Getting Started with Word2Vec and GloVe
Word2Vec and GloVe are two popular word embedding algorithms recently which used to construct vector representations for words. And those methods can be used to compute the semantic similarity between words by the mathematically vector representation. The c/c++ tools for word2vec and glove are also open source by the writer and implemented by other languages like python and java. Here we will give a simple tutorial for how to use the word2vec and glove in mac os and linux ubuntu.

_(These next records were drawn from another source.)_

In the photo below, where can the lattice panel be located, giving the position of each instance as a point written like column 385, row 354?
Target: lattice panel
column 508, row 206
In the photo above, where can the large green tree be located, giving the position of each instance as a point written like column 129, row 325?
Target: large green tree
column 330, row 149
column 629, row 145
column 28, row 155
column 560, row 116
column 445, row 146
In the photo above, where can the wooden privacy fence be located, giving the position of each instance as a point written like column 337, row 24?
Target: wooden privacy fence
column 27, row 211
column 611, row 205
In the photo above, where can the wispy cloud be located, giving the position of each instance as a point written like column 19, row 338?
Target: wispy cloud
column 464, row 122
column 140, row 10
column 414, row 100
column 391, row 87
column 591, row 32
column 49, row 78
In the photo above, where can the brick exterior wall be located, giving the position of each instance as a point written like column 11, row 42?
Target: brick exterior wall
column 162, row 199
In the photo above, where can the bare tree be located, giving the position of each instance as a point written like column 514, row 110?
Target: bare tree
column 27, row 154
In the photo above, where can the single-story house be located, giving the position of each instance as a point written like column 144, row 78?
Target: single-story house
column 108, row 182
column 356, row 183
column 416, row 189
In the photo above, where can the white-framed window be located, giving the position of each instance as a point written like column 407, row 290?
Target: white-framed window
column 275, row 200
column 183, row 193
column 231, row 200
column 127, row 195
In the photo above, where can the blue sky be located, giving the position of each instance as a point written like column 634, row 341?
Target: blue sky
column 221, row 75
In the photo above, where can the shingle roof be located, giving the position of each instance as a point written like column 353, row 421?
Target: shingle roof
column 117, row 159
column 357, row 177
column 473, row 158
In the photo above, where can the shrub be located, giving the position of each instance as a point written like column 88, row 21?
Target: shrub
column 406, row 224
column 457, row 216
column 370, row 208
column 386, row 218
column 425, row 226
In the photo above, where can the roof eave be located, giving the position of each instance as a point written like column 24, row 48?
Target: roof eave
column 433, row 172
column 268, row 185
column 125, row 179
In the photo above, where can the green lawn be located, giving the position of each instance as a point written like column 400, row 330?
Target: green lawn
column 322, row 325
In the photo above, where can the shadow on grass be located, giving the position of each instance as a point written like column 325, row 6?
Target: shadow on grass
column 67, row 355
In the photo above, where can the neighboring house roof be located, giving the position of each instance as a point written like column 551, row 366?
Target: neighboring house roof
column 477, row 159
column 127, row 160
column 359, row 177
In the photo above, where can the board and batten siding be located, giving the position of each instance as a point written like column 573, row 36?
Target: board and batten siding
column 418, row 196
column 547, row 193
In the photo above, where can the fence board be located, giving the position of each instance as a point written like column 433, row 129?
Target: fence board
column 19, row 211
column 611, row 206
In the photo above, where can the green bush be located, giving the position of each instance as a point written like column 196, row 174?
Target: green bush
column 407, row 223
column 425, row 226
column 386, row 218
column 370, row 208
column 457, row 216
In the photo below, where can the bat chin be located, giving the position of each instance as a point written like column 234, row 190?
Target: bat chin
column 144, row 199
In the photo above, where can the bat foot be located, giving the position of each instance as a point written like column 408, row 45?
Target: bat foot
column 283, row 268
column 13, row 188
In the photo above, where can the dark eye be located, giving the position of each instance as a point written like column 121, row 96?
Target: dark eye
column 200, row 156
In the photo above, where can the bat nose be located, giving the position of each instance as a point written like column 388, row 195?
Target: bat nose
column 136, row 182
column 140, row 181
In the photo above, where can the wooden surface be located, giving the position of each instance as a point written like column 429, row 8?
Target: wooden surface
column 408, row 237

1. Word2Vec: Tool for computing continuous distributed representations of words.
Projet website:
https://code.google.com/p/word2vec/
Introduction:
This tool provides an efficient implementation of the continuous bag-of-words and skip-gram architectures for computing vector representations of words. These representations can be subsequently used in many natural language processing applications and for further research.
Related Paper:
[1] Tomas Mikolov, Kai Chen, Greg Corrado, and Jeffrey Dean. Efficient Estimation of Word Representations in Vector Space. In Proceedings of Workshop at ICLR, 2013.
[2] Tomas Mikolov, Ilya Sutskever, Kai Chen, Greg Corrado, and Jeffrey Dean. Distributed Representations of Words and Phrases and their Compositionality. In Proceedings of NIPS, 2013.
[3] Tomas Mikolov, Wen-tau Yih, and Geoffrey Zweig. Linguistic Regularities in Continuous Space Word Representations. In Proceedings of NAACL HLT, 2013.
Quick start
In My Linux Ubuntu 14.04 VPS:
svn checkout http://word2vec.googlecode.com/svn/trunk/
cd trunk/
make
Run the demo scripts: ./demo-word.sh
make: Nothing to be done for `all'.
--2015-02-06 16:10:37-- http://mattmahoney.net/dc/text8.zip
Resolving mattmahoney.net (mattmahoney.net)... 98.139.135.198
Connecting to mattmahoney.net (mattmahoney.net)|98.139.135.198|:80... connected.
HTTP request sent, awaiting response... 200 OK
Length: 31344016 (30M) [application/zip]
Saving to: ‘text8.gz’
100%[======================================>] 31,344,016 1.14MB/s in 28s
2015-02-06 16:11:06 (1.06 MB/s) - ‘text8.gz’ saved [31344016/31344016]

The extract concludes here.